“Nothing is ruled out.” President Emmanuel Macron said it on Sunday, and Prime Minister Élisabeth Borne repeated his words in the French Senate on Wednesday. The delivery of French-made heavy tanks to Ukraine is still officially discussed between the two countries. Likewise, there are still official doubts.
Now that Germany has changed tack, the question is all the more pressing for France: will it follow other Western countries in their military support for Ukraine by supplying its own Leclerc tankers?

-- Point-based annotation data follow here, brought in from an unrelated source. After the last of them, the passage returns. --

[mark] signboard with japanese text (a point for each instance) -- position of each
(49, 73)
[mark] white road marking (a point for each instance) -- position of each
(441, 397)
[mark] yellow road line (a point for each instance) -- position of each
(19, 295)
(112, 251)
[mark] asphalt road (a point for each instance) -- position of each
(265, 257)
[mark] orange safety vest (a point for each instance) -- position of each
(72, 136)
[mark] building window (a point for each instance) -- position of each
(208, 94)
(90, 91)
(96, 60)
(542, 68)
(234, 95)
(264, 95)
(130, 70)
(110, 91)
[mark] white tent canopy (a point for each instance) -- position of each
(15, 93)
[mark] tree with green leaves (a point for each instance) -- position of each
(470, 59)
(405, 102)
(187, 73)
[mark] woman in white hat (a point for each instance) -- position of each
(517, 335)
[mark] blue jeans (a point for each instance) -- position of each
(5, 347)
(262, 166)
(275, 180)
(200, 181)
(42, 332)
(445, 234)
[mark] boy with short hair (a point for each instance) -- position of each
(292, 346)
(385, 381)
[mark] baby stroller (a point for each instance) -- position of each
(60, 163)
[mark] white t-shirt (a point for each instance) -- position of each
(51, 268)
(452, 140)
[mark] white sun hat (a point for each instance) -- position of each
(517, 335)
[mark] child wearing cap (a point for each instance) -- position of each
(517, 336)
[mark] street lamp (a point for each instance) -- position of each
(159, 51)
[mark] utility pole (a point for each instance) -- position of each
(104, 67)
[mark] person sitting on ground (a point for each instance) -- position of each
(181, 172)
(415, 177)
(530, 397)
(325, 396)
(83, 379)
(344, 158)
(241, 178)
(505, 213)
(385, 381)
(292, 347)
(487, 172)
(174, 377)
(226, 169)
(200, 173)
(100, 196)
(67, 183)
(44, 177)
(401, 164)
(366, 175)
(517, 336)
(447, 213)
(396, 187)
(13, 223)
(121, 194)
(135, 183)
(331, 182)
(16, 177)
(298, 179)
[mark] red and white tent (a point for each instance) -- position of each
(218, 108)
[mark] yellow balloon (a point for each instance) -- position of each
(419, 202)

The decision will be made one of these days, Armed Forces Minister Sébastien Lecornu announced on Wednesday evening. But, he added, the main expectations are not focused on Leclerc. “The reality is that the Ukrainians make different requests to us than the Leclerc tank.”
Pension reform
Compared to Germany, the internal pressure in France to come across with heavy tanks has so far been less strong. The domestic agenda is dominated by the announced pension reform, and the political opposition – from the far right to the radical left – is reluctant to arms shipments. Rassemblement national, the largest opposition party in parliament, has emphasized since the beginning of the war that the French should not bear the costs of that war. The left mainly warns that France should not appear to be a party to the conflict.
The French doubt can also be explained in several ways. President Macron sets three conditions for the delivery of French heavy tanks: it must not provoke an escalation, the aid must actually contribute something, and the delivery must not jeopardize France’s own defense capacity.
The latter is a critical point: the French Leclerc has not been produced since 2008. Currently, the country still has 220 of these tanks. What France supplies, therefore, is deducted from its own consumption stock. And that is already very limited, as was established last year in a parliamentary report on military capacity.
Doubts about effectiveness
The effectiveness of the Leclerc in Ukraine is also openly doubted. Supplying fuel and ammunition is a complicated logistical operation, as is the associated maintenance. This also applies to German and American tanks, but considerably more tanks of the German Leopard are available on European territory (about two thousand). Within Europe, France is the only country that has the Leclerc. “The exchange between French and Ukrainian experts is ongoing, especially to estimate the cost-benefit ratio of such a delivery,” the daily was quoted as saying. The world an “official source” on Thursday.
Earlier this month, Macron already promised the delivery of a lighter type of French-made armored car, the AMX-10 RC. This was presented as an important step: never before has such heavy Western European equipment been sent to the battlefield in Ukraine. Ukrainian Defense Minister Oleksii Reznikov also emphasized the importance of that delivery again in the newspaper on Wednesday Le Figaro. Reznikov suggested that France had started the process of supplying heavy tanks from the West. Should France go further in this, the minister added, it can of course count on the best possible reception from the Leclercs.
French Foreign Minister Catherine Colonna arrived in the Ukrainian port city of Odesa on Thursday, where she will meet her Ukrainian counterpart Dmytro Kuliba. They will talk about military aid “appropriate to Ukraine’s needs,” Colonna announced. She emphasized that President Zelensky “for obvious reasons” would not have asked for Leclercs, referring to logistics, maintenance and stock. According to the French minister, Ukraine has wanted “since the beginning” the German Leopard 2, which Berlin promised to deliver on Wednesday.